Accompagnata Biancaneve a casa, si decise che Cenerentola, privata dei suoi poteri dopo assimilazione degli stessi da Mimmolo, avrebbe lavorato per i big, che non le avrebbero dato una lira, versandole però tutti i contributi INPS.
Dopo tre giorni, Biancaneve invitò i big ad assistere ad una partita dei sette nani allenati da Alfonso, anche per informarlo dell’avventura vissuta.

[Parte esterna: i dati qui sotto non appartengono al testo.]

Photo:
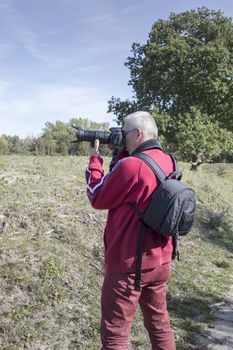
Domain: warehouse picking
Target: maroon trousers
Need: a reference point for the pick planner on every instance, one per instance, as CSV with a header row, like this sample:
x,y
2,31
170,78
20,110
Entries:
x,y
119,302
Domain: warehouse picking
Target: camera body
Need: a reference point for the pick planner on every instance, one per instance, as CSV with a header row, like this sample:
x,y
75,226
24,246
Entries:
x,y
113,137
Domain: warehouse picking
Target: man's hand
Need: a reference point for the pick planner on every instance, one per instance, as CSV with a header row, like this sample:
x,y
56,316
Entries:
x,y
94,151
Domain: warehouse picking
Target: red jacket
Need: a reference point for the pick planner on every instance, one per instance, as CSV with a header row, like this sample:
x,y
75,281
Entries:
x,y
131,180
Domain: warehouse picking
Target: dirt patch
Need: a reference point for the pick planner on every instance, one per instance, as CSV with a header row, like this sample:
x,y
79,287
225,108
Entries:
x,y
219,335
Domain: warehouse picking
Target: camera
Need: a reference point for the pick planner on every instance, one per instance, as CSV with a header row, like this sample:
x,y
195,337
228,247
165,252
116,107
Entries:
x,y
113,137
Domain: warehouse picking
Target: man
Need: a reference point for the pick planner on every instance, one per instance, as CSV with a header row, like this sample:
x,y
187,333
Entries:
x,y
131,180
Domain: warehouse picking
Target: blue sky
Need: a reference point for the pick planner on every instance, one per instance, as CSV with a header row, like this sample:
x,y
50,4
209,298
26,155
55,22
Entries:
x,y
63,59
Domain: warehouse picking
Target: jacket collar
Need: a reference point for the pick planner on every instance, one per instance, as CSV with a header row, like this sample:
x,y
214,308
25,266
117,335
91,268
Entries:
x,y
149,144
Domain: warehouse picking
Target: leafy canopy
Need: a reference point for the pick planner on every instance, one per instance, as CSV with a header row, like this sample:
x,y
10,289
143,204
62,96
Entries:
x,y
186,65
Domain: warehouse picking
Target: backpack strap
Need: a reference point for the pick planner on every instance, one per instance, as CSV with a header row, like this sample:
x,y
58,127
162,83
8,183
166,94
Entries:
x,y
137,281
153,165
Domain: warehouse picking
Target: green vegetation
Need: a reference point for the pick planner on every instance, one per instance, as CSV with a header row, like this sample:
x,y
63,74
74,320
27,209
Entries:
x,y
55,139
51,256
184,75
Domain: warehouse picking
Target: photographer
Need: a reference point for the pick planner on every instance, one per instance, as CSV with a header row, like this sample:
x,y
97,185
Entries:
x,y
131,180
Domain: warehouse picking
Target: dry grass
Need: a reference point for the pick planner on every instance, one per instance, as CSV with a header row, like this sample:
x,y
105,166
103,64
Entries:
x,y
51,256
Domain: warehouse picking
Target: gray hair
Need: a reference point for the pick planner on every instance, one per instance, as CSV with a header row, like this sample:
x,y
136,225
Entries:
x,y
144,121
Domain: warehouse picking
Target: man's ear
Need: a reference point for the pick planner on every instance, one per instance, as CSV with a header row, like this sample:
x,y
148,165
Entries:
x,y
139,134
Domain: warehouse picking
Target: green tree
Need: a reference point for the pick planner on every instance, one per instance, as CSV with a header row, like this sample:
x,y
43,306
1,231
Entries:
x,y
186,63
3,145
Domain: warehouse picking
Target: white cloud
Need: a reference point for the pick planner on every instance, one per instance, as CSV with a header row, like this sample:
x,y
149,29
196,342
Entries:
x,y
28,113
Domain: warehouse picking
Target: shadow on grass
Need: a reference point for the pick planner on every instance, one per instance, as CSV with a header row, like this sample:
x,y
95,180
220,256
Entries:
x,y
216,226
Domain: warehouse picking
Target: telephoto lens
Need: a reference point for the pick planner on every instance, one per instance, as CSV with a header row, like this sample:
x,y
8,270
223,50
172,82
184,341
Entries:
x,y
113,137
92,135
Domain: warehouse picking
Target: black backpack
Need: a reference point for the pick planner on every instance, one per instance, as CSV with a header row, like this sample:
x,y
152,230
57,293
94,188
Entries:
x,y
170,212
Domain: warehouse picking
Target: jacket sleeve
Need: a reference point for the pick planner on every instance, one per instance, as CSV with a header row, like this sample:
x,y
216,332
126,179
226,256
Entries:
x,y
110,191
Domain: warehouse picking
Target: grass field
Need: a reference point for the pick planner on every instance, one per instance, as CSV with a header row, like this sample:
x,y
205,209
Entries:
x,y
51,256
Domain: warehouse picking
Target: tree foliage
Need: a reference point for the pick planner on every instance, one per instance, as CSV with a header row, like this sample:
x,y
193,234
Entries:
x,y
55,139
185,66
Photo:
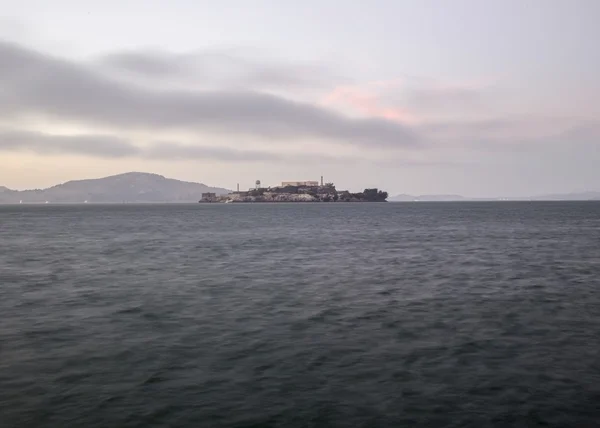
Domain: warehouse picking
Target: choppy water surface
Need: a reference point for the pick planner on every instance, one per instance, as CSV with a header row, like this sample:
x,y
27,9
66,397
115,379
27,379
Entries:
x,y
317,315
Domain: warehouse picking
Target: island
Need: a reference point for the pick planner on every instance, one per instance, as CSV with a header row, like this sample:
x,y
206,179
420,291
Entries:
x,y
296,191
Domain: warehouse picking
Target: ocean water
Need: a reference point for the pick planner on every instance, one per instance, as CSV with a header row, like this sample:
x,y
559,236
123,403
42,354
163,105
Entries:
x,y
300,315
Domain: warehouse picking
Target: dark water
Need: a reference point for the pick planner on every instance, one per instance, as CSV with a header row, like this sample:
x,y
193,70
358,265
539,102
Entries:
x,y
324,315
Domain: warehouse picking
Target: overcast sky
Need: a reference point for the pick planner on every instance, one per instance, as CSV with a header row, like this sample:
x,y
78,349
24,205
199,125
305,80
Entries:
x,y
480,98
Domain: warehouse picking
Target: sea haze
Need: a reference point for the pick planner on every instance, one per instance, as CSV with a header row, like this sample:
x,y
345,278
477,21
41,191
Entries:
x,y
300,315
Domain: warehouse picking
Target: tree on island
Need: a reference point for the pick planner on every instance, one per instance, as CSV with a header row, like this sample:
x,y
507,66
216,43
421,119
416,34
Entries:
x,y
374,195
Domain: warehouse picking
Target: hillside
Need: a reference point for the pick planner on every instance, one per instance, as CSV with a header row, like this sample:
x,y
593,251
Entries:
x,y
129,187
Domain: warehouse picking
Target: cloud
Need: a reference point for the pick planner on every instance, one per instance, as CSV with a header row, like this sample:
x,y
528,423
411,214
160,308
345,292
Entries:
x,y
88,145
35,84
219,68
107,146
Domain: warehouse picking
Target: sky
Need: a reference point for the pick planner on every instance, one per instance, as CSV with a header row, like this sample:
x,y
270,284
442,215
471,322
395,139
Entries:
x,y
479,98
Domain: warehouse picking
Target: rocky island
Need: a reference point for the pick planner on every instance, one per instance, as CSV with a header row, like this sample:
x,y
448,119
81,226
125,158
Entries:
x,y
297,191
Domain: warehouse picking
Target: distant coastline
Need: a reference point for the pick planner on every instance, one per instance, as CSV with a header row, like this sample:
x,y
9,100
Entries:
x,y
301,191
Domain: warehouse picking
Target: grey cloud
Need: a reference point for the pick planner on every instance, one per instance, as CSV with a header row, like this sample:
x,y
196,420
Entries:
x,y
227,67
106,146
32,83
174,151
94,145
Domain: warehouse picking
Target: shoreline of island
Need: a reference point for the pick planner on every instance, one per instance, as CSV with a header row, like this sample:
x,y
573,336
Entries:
x,y
296,191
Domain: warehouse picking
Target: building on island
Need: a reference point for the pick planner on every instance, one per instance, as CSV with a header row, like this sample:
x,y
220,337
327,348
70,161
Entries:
x,y
209,197
300,183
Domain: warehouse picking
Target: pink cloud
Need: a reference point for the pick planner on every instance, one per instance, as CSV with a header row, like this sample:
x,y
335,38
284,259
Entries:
x,y
364,100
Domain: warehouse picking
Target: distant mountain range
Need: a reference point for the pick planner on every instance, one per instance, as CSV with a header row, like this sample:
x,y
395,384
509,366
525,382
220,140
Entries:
x,y
140,187
129,187
584,196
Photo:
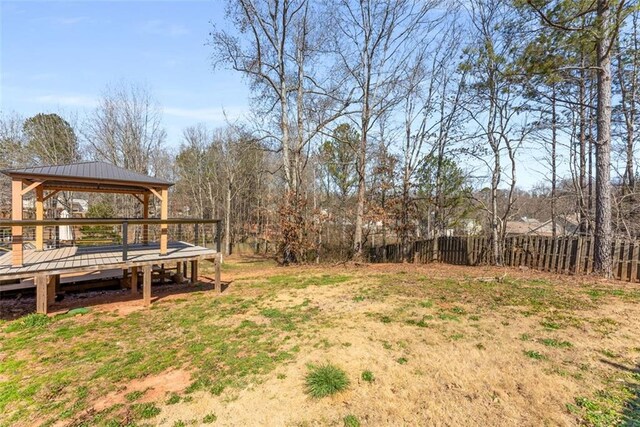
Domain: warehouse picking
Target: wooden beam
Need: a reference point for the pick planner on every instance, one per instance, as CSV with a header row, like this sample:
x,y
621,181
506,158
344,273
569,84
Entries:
x,y
30,187
39,217
146,285
57,187
155,193
145,215
218,284
194,271
164,214
16,230
51,289
50,195
124,282
42,288
134,280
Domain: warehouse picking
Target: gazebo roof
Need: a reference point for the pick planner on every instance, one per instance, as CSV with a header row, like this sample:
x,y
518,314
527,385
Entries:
x,y
88,176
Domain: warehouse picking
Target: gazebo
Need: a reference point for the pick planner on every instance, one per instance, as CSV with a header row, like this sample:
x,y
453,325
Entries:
x,y
46,265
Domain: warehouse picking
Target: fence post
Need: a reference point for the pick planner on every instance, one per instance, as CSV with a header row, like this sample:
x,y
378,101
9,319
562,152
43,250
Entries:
x,y
218,236
125,240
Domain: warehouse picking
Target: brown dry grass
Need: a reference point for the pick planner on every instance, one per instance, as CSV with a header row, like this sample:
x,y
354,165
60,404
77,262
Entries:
x,y
447,345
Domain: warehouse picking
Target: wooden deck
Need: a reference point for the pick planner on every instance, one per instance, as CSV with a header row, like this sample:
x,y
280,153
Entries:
x,y
77,259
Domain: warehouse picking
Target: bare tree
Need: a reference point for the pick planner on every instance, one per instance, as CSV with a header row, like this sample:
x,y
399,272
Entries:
x,y
495,108
376,42
126,128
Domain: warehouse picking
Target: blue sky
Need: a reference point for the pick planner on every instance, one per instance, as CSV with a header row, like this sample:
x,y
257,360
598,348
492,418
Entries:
x,y
59,56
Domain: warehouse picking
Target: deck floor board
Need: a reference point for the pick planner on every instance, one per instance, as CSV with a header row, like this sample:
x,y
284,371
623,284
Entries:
x,y
74,257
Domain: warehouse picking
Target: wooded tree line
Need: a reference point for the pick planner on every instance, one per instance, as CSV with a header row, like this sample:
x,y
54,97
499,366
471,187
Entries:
x,y
375,121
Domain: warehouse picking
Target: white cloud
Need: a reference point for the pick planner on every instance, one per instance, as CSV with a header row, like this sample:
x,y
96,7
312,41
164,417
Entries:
x,y
61,20
67,100
211,115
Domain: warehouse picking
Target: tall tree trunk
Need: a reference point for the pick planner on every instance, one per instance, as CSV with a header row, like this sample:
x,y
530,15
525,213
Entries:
x,y
602,260
227,222
554,231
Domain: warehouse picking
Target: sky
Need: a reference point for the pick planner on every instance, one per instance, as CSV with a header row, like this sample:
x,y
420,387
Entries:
x,y
59,56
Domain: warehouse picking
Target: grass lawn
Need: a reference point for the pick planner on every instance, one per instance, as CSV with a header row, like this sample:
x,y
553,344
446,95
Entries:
x,y
323,345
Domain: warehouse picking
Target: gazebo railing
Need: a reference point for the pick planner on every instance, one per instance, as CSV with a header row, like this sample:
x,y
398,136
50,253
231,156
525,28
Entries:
x,y
123,232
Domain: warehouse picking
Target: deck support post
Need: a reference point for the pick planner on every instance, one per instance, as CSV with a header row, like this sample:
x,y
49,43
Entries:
x,y
39,217
146,285
145,215
42,288
217,265
194,271
164,214
124,283
16,230
51,288
134,280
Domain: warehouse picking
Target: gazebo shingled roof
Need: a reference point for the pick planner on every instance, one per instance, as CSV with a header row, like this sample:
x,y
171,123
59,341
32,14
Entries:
x,y
88,176
99,177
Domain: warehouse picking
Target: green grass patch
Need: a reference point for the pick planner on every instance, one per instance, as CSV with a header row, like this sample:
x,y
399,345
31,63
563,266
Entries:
x,y
367,376
325,380
209,419
144,411
551,342
351,421
532,354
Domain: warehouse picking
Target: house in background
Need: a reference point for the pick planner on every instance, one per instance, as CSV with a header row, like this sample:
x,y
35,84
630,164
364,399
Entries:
x,y
565,226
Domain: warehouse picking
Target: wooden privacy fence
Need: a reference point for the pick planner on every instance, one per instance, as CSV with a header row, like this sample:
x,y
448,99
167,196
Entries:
x,y
564,255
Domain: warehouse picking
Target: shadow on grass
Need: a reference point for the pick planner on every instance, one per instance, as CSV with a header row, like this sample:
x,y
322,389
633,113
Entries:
x,y
631,411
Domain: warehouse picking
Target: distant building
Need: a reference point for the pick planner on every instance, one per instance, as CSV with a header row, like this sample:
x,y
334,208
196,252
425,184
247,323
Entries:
x,y
565,226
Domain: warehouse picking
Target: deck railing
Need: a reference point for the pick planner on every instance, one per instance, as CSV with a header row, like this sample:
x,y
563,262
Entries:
x,y
111,231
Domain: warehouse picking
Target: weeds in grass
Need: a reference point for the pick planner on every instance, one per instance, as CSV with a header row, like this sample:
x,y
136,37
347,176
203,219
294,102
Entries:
x,y
134,395
459,310
173,399
367,376
448,317
534,355
210,418
351,421
30,321
610,354
325,380
553,326
144,410
551,342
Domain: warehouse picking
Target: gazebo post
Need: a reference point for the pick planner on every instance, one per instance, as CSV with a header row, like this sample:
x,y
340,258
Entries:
x,y
164,214
39,217
16,215
145,215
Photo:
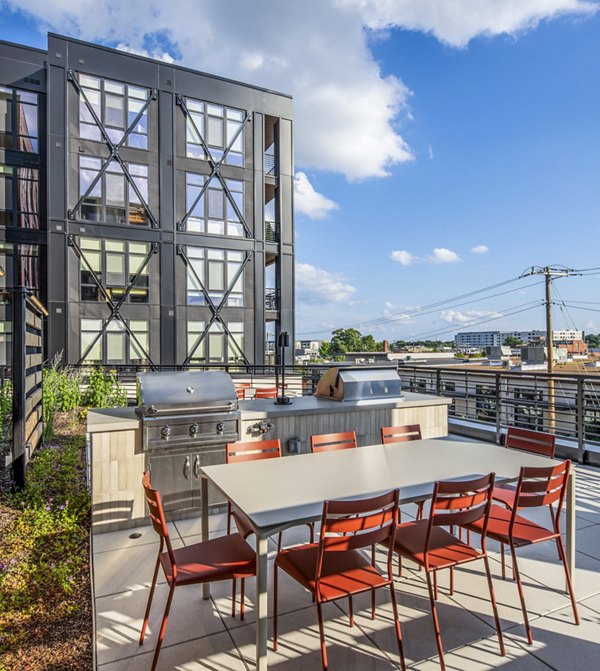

I big si presentarono in sei, perché Giuliolo fu ricoverato per una forma cronica di stress al pene; presentati al principe, questi, presa notizia degli eventi, quasi non credette alle proprie orecchie, e chiese in maniera retorica a un big a caso, Cicciolo, se fosse tutto vero. L’interpellato rispose: «Bah, io non mi sono accorto di niente, quindi… non lo so!»


Note:
1 Fiaba popolare europea, maggiormente conosciuta nella versione dei fratelli Grimm del 1812, nonché nel lungometraggio del 1937 prodotto da Walt Disney.
2 Liberamente tratto da “Cenerentola innamorata” di Marco Masini (album “Malinconoia”, Dischi Ricordi, 1991).
3 Liberamente tratto da “La voglia di morire” di Marco Masini (album “Malinconoia”, Dischi Ricordi, 1991).
4 Protagonista di numerosi romanzi d’avventura di Emilio Salgari.
5 Cosa c’è qui?
6 Protagonista del romanzo omonimo di Johanna Spyri (1880), nonché di vari film e cartoni animati ispirati a esso.
7 Cos’è che vuoi? Guarda che qui siamo sette maschi!
8 Ti accompagno io!
9 Qui ne esce un bel videogioco!
10 Riferimento al film del 1996 diretto da Danny Boyle, a sua volta tratto dal romanzo omonimo di Irvine Welsh. La scena citata pare sia nota esclusivamente a un tale noto come “U scallafierr”.
11 Ti sei scimunita? Hai ucciso la bambina? ‘Ché fuori c’è la madre!